Easy, Metal-Free Synthesis for Bioactive Heterocycles

Synthetic compounds with quinoline and pyrrole frameworks are important in drug design due to their presence in many natural alkaloids and their core structure in several active molecules, including promising antibacterial agents and matrix metalloproteinase inhibitors. However, the efficient synthesis of derivatives such as 3-hydroxy-1H-pyrrolo[3,4-b]quinolin-1-one in a one-pot reaction has not been reported so far.

An-Xin Wu, Central China Normal University, Wuhan, and Lanzhou University, both in China, and colleagues have developed a multicomponent cascade cyclization reaction using aryl methyl ketones, aryl amines, and an easily available enaminamide reagents (pictured). This one-pot, metal-free process successfully constructed the 3-hydroxy-1H-pyrrolo[3,4-b]quinolin-1-one skeleton with high substrate compatibility, as they have demonstrated by 50 examples.

The reaction simultaneously formes two C-C bonds, two C-N bonds, and a tetrasubstituted carbon stereocenter with a hydroxyl group. The α’-N and α,β-C sites (C=C) of the enaminamides act as bi-nucleophilic and mono-electrophilic reagents, allowing the efficient construction of the desired skeleton without the need for metal catalysis.

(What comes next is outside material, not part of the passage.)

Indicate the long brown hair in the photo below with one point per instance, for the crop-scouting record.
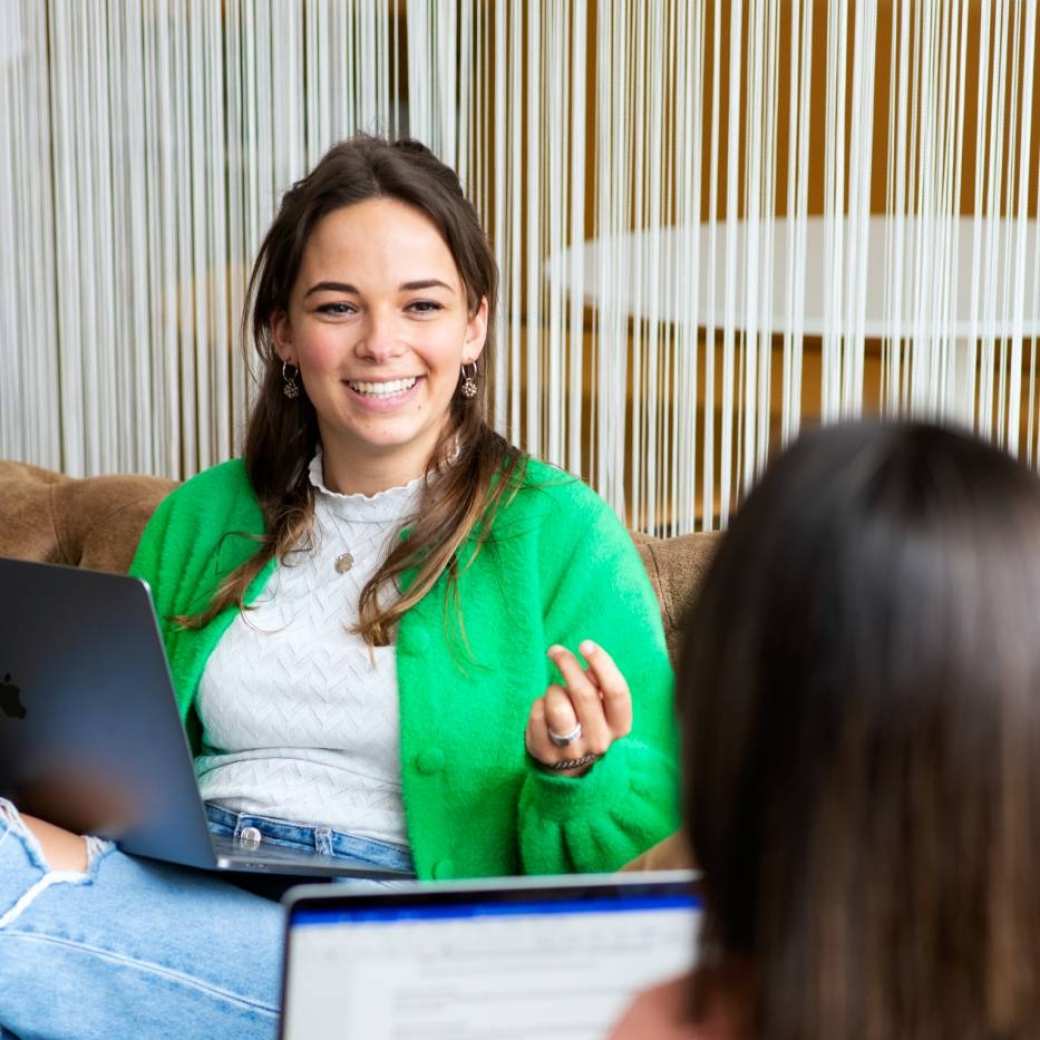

According to the researchers, their method not only simplifies the synthesis of 3-hydroxy-1H-pyrrolo[3,4-b]quinolin-1-one but also opens new avenues for further research into enaminamides and the development of nitrogen-containing fused heterocycles.

The Reaction

The reaction was carried out without inert gas protection. Acetophenone (model substance), iodine, and dimethyl sulfoxide were heated at 100 °C, followed by the addition of p-toluidine (model substance), enaminamide (model substance), and TsOH·H₂O at room temperature, and continued heating. The mixture was quenched, extracted, and the product was purified by column chromatography.

The proposed reaction mechanism starts with acetophenone undergoing iodination and Kornblum oxidation to form phenylglyoxal. Phenylglyoxal condenses with p-toluidine to form an imine intermediate, which then undergoes a [4 + 2] cycloaddition with enaminamide. In the presence of TsOH, the resulting intermediate eliminates dimethylamine, undergoes tautomerization, intramolecular nucleophilic cyclization, and finally oxidative aromatization to yield the final product.